Olsztyn was and is a town of important political, cultural and scientific events. It was here that Nicholas Copernicus looked into the sky seeking answers to tormenting question about the Earth’s place in the universe. Napoleon Bonaparte marched with the van of his troops during his victorious campaign in 1807, Feliks Nowowiejski looked for inspiration for his compositions. Olsztyn’s monuments witnessed all these great events and were a symbol of historic complexity and multicultural character of this land. Catholic traditions were interwoven with Protestant and Orthodox ones, Polish with German, the tradition of mediaeval craftmen’s workshops – with the products of the 19th century industrial revolution. The admiration of Olsztyn’s monuments of history means wandering throughvarious periods of the town’s development. It is worth remembering that the twists of history, which affected Olsztyn severely, caused that a large part of the possessions of the generations living in the town have not been preserved till our time.
The first mention of the town dates from 1334, when Henryk von Luter set up a a wooden-earth watch-tower in the meanders of the river Łyna, giving it the name Allenstein (City on Łyna). Alna meant „a hind” in the forgotten language of Prussians. Native inhabitants of this land used this word as the name of the largest river flowing through Olsztyn. The town received municipal rights and the name Allenstein (for Poles – Holstin, and later Olstyn) on 31st October 1353. Jan of Łajsy was the founder and first mayor of Olsztyn.
Numerous wars between the Teutonic Order and Poland were waged in this territory in the 15th century, repeatedly destroying the new town. In 1414 Olsztyn suffered under the troops of King Władysław Jagiełło. In 1454 the townspeople took part in an uprising against the Teutonic Order and seized the castle, and at the same time acknowledged the sovereignty of the Polish king.However, the town came back under Teutonic control a year later. It was only on the strength of the Second Toruń Peace Treaty (1466) that Olsztyn and the whole of Warmia found themselves within the borders of Poland. A next war with the Order, waged in the years 1519–1521, ravaged Warmia. The administrator of the landed property of the Warmia Chapter at that time wasa Frombork canon – Nicholas Copernicus. In 1521 he prepared the Olsztyn castle effectively for its defence against the expected attack of the Teutonic Knights.
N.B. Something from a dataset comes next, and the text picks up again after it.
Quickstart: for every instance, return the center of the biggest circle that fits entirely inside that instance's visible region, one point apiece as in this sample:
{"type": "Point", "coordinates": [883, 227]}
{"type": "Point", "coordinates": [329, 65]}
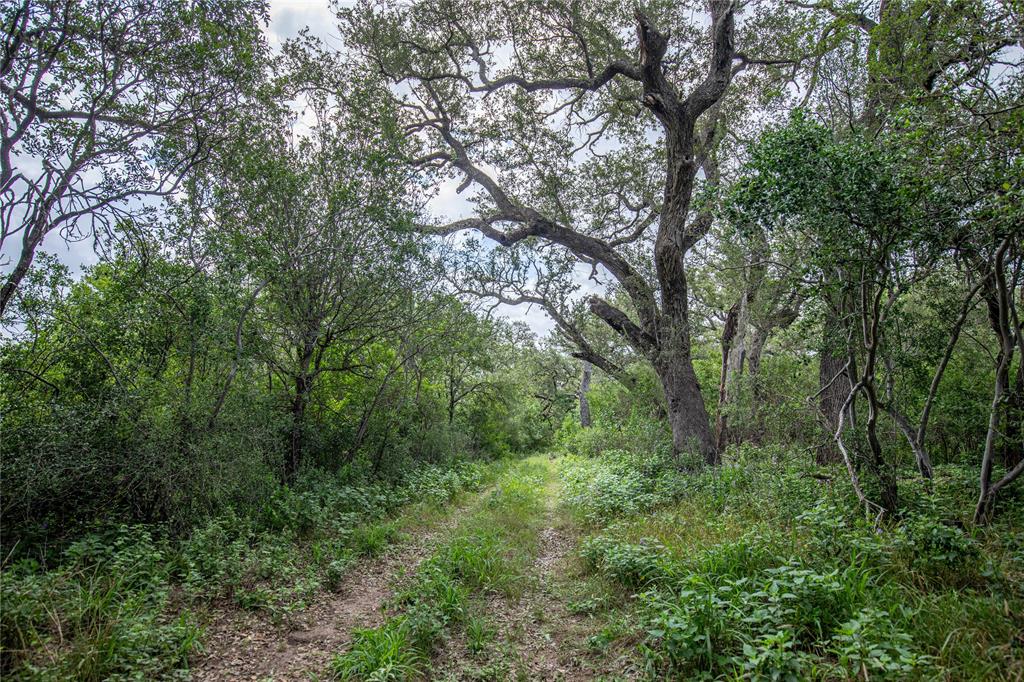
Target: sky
{"type": "Point", "coordinates": [288, 17]}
During that time, Copernicus was also the initiator and executor of the settlement of Polish-speaking settlers from Mazovia in Warmia.
The following century was a time of prosperity for the town, located on the busy Koenigsberg – Warsaw route. This growth was stopped by the wars waged in the 17th and 18th centuries, and the great plague of 1709–1712, which decimated the population of the town. Due to the First Partition of Poland (1772) Warmia together with Olsztyn was incorporated in Prussia.
During the Napoleonic wars the town was destroyed again. On 3rd of February 1807, Napoleon Bonaparte – the French Emperor stopped in Olsztyn during his East Prussian campaign. Town structures went beyond the walls of the Old Town after 1818. The second half of the 19th century was a time of dynamic development. The population increased from 4 thousand in 1846 to 25 thousand in 1895. In 1867, a modern hospital was built in the town, and the first railway line, part of the route connecting Toruń with Insterburg (Wystruć)passed through Olsztyn in 1872. The first gas street lamps flashed in 1890, and the first telephone rang in 1892; a modern water supply system and sewage system was built six years later, and in 1907 – Olsztyn was electrified. Trams appeared in the streets. In 1910, the first plane landed in Dajtki.
After World War I – in 1920 – a plebiscite decided the future national status of the southern part of East Prussia. Olsztyn with Warmia remained in Germany. In 1939 the town was inhabited by over 50,000 people.
On 22 January 1945 Olsztyn was occupied by the Red Army. Red Army soldiers set fire to the town after several days of their occupation. Nearly half of the city built-up areas, including the Old Town, was destroyed.
After 1945 Olsztyn became the capital city of the province. The seat of the episcopal curia (diocesan, and since 1992 – archdiocesan) was also moved here from Frombork.
Today Olsztyn is an important tourist centre mainly thanks to its location amongst the lakes and forests, but also owing to the numerous historical monuments and other tourist attractions. Olsztyn monuments are on the European Brick Gothic Route, GothicCastles Route, Copernicus Route, St. Jacob’s Route.